Simulation is key to many business operations, and its application is still developing at a rapid pace. Today simulation ranks amongst the highest valued business techniques, and is supported by modern mathematics, by information technology and by computer graphics, to create a 100% lifelike experience.

By being able to reliably plan, define and simulate the behavior of any conceivable scenario – from materials and weather conditions to complex manufacturing and business processes – collaborative production solutions can be worked out at a speed that was hitherto unknown. The combination of traditional Computer-Aided Design simulations with business process flows has now begun to merge into a new form of digital manufacturing.

From Taylor-made to Tailor-made 
A century ago Frederick Winslow Taylor's monograph “The Principles of Scientific Management” was published. His insights into modern rational manufacturing remain valid today – in Taylor’s own words: “Analyzing the manufacturing work on elementary processes with scientific based methodologies gives benefits to the economic efficiency of companies and their workers.” Basically, Taylorism still is the dominant paradigm, although methodologies have changed and in nearly all processes computers facilitate and shape the development, manufacture and retirement of products. The great difference: “Taylor-made” has been captured by and extended to “tailor-made” in unprecedented ways. The BMW X3 model for instance now has some 90,000 different versions.

Moreover, in our economically, competitively and environmentally challenging times, manufacturers must become even more efficient in order to survive and thrive. The old adage “When the going gets tough, the tough get going” indicates that now is the time for manufacturers large and small to innovate further towards a seamlessly integrated and “scientifically managed” fabric of information technology, digital manufacturing, simulation and robotics. Today, the design, simulation, validation, manufacture and retirement of innovative products require real-time, global collaboration among people and processes in R&D, product planning, sourcing, development and launch.

Nowadays, the need for Scientific Management, as proposed by Taylor, has been extended to truly science based Product Lifecycle Management.
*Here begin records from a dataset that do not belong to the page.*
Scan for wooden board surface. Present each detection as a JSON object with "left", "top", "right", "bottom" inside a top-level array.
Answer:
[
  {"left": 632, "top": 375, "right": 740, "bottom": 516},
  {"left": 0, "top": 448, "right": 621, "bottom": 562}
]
Robust PLM is driven by an intimately related range of key factors: the economic downturn, cost pressure from customers and sales channels, demand for shorter product lifecycles, increased competition, more demanding end customers, globalized markets and supply chains, more complex products, faster commoditization, environmental and energy issues, and last but not least the vast volume of regulatory compliance involved.

Conclusion 
Since the 1980s traditional production methods and tooling have gone digital at an ever faster pace. Evolving from 2D representation via 3D and so-called digital mockup we now have entered the stage of digital manufacturing. It involves an integrated suite of tools to define and simulate all manufacturing operations and resources in the context of a product and a production plant. Modern digital simulation allows engineers to validate and optimize manufacturing processes.

The global era of manufacturing is going on for some time now and is accelerating due to new economic conditions. Today the environment of manufacturing is turbulent and requires permanent adaptation of manufacturing systems, from networks to processes and from real time to long term operations. No doubt, the tools of future engineering, management and manufacturing are digital, distributed and integrated, spanning product lifecycles and continents. Industries are being reshaped globally while digital manufacturing and simulation gain ever more ground as core production strategies and practices.